It's been some time now since I last used any Home Broadband. I stopped on 1st September, just before I set off for the West Country in the caravan, where of course I'd have only Mobile Internet via 4G as an option. I didn't use Home Broadband once home again, and it was cut off (following my request) on 30th October. So, whether on holiday or at home, I've been relying on 4G.
How has it gone so far? Especially at home?
The answer is: very well. I haven't experienced any poor-signal problems. Any time I want to connect to the Internet on the laptop, I just tether it to the phone and do what I want to do - be it blogging, uploading a hundred pictures to Flickr, watching a YouTube video clip, or viewing some catch-up TV. It seems just as good as the Home Broadband I used to have.

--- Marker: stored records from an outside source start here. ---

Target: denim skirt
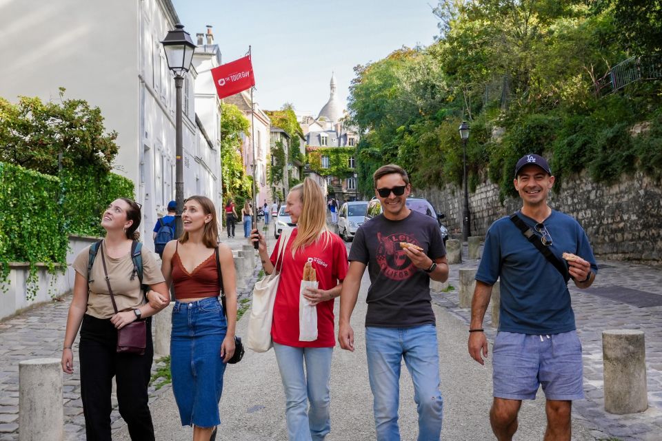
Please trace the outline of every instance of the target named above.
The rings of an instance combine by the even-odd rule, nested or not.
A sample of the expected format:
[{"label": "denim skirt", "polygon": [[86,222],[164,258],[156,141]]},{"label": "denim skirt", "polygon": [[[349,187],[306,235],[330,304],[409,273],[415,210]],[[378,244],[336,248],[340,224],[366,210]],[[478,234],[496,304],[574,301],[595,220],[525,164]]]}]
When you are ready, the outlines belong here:
[{"label": "denim skirt", "polygon": [[219,297],[175,302],[170,370],[183,426],[213,427],[221,422],[219,402],[225,370],[221,345],[227,329]]}]

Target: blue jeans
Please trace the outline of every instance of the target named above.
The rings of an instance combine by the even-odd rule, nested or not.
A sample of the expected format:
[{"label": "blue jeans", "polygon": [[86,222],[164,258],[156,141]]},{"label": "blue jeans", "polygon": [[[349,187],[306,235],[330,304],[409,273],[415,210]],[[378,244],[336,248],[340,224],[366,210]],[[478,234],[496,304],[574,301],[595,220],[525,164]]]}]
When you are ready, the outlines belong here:
[{"label": "blue jeans", "polygon": [[[290,441],[323,440],[331,431],[329,380],[333,348],[294,347],[274,343],[274,352],[285,389]],[[306,414],[308,402],[310,409]]]},{"label": "blue jeans", "polygon": [[250,236],[250,227],[253,224],[253,218],[245,216],[243,217],[243,237]]},{"label": "blue jeans", "polygon": [[399,441],[398,405],[401,360],[414,382],[419,441],[439,440],[443,399],[439,391],[439,356],[434,325],[410,328],[365,328],[365,351],[378,441]]},{"label": "blue jeans", "polygon": [[183,426],[213,427],[221,422],[219,401],[225,371],[221,345],[227,329],[219,297],[175,302],[170,372]]}]

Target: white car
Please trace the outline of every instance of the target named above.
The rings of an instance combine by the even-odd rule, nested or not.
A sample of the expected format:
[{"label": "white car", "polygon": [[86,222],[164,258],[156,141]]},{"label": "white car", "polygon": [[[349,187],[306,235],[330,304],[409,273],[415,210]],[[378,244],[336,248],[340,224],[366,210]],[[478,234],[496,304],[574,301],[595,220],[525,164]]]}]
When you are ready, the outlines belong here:
[{"label": "white car", "polygon": [[368,203],[365,201],[345,202],[338,214],[338,234],[345,242],[354,238],[359,227],[363,223]]},{"label": "white car", "polygon": [[274,219],[276,223],[276,227],[274,228],[274,237],[277,239],[280,237],[281,233],[283,229],[294,229],[297,224],[292,223],[292,218],[285,212],[285,205],[281,207],[281,211],[278,212],[278,216]]}]

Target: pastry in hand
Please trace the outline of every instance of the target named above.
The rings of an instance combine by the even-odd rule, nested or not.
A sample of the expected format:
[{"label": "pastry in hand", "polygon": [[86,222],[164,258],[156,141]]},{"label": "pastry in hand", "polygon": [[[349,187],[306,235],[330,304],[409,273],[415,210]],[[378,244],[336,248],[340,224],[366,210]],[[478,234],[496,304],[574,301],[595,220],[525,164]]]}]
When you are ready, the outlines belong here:
[{"label": "pastry in hand", "polygon": [[410,243],[408,242],[401,242],[400,247],[404,249],[405,248],[411,248],[412,249],[418,249],[419,251],[423,251],[423,248],[419,245],[415,245],[413,243]]},{"label": "pastry in hand", "polygon": [[580,258],[581,258],[579,256],[575,256],[572,253],[563,253],[561,255],[561,257],[563,257],[564,259],[565,259],[568,262],[576,262],[576,260],[579,260]]}]

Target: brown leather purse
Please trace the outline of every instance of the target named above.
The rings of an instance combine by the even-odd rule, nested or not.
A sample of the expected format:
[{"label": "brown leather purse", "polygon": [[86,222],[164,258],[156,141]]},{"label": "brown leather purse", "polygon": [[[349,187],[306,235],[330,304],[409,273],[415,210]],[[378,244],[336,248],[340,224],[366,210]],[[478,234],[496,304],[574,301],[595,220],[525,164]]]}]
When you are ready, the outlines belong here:
[{"label": "brown leather purse", "polygon": [[[103,243],[99,246],[101,252],[101,263],[103,264],[103,275],[106,276],[106,283],[108,286],[108,294],[112,300],[112,309],[117,314],[117,305],[115,303],[114,294],[110,287],[110,280],[108,278],[108,271],[106,267],[106,257],[103,256]],[[147,327],[145,320],[139,319],[125,325],[117,329],[117,353],[135,353],[144,355],[145,348],[147,347]]]}]

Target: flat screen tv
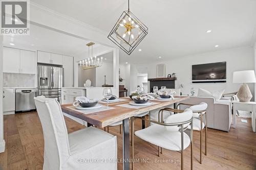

Of course, it helps that my house gets a decent 4G signal, which is not true of all locations in the village. If I lived a stone's throw to the south-east I'd be struggling with only 4G, and would have to stump up for Home Broadband as a necessary alternative. As it is, I can easily manage without it, and pop the money saved into my piggy bank without feeling that I've made a bad mistake. Mobile Internet is amply good enough for what I want to do.
Mind you, it's not altogether surprising that the 4G in my house stacks up well against Home Broadband. The local broadband has never been particularly good. BT have gradually made improvements, and the two new green roadside cabinets they installed earlier this year definitely worked better than the single cabinet they replaced. Furthermore, these new cabinets have the far more efficient optical fibres running into them.
However, the cabinets are three hundred yards away. That's where the fibre stops. An ordinary underground copper cable links the cabinets to the pavement hatch outside my house. And the thin copper wire from that pavement hatch to the flimsy plastic junction box on my outside wall, and thence to my hall, looks old and worn and dodgy. It might easily be as ancient as the house itself (which was built in 1964). I was always surprised that such old wiring could carry any kind of Broadband signal worth having. Well, none of it is needed now. I get my Internet wirelessly.
Isn't 4G affected by the weather, you might ask? Won't you have outages when it's exceptionally hot, or very sunny, or deluging with rain?
I'm certainly expecting the local 4G to fade a bit now and then when the atmospherics are bad. But the weather hasn't made any difference yet. Bear in mind anyway that a lot of what I do with my phone and my laptop can be accomplished offline, and doesn't require an active Mobile Internet signal. I would in any case be quite happy to wait a few hours for a decent connection, just as I sometimes have to when on holiday. Or if the matter were very urgent, I could get in the car and drive to wherever I can get a good enough signal. But as I say, there have been no problems so far.
Which makes me ponder how much money I wasted over recent years, paying for Home Broadband when I didn't really need it. Did I see it as a belt-and-braces thing, an insurance, to have two ways of connecting to the Internet, so that it was always available? And never mind the expense? Or was I simply lulled or conned into having Home Broadband, at first paying extra for better speed, and then paying even more to have unlimited data? Certainly, there continues to be extraordinary pressure on homeowners to get connected, and then constantly upgrade. I suppose there are lots of people who really do want the best Broadband service possible - they have a family to cater for, they like to watch endless TV sport and drama and so forth - and they are prepared to pay handsomely for all they sign up for.
Hopefully they can afford to. Hopefully they enjoy regular game-playing with Broadband providers, threatening to move to someone else's better deal, and then after all squeezing an acceptable new deal from their existing provider. What hassle!
My needs are quite different, and in no way do I feel deprived of anything by jumping off the Broadband bandwagon. I actually feel empowered, having made a decision that sets me free.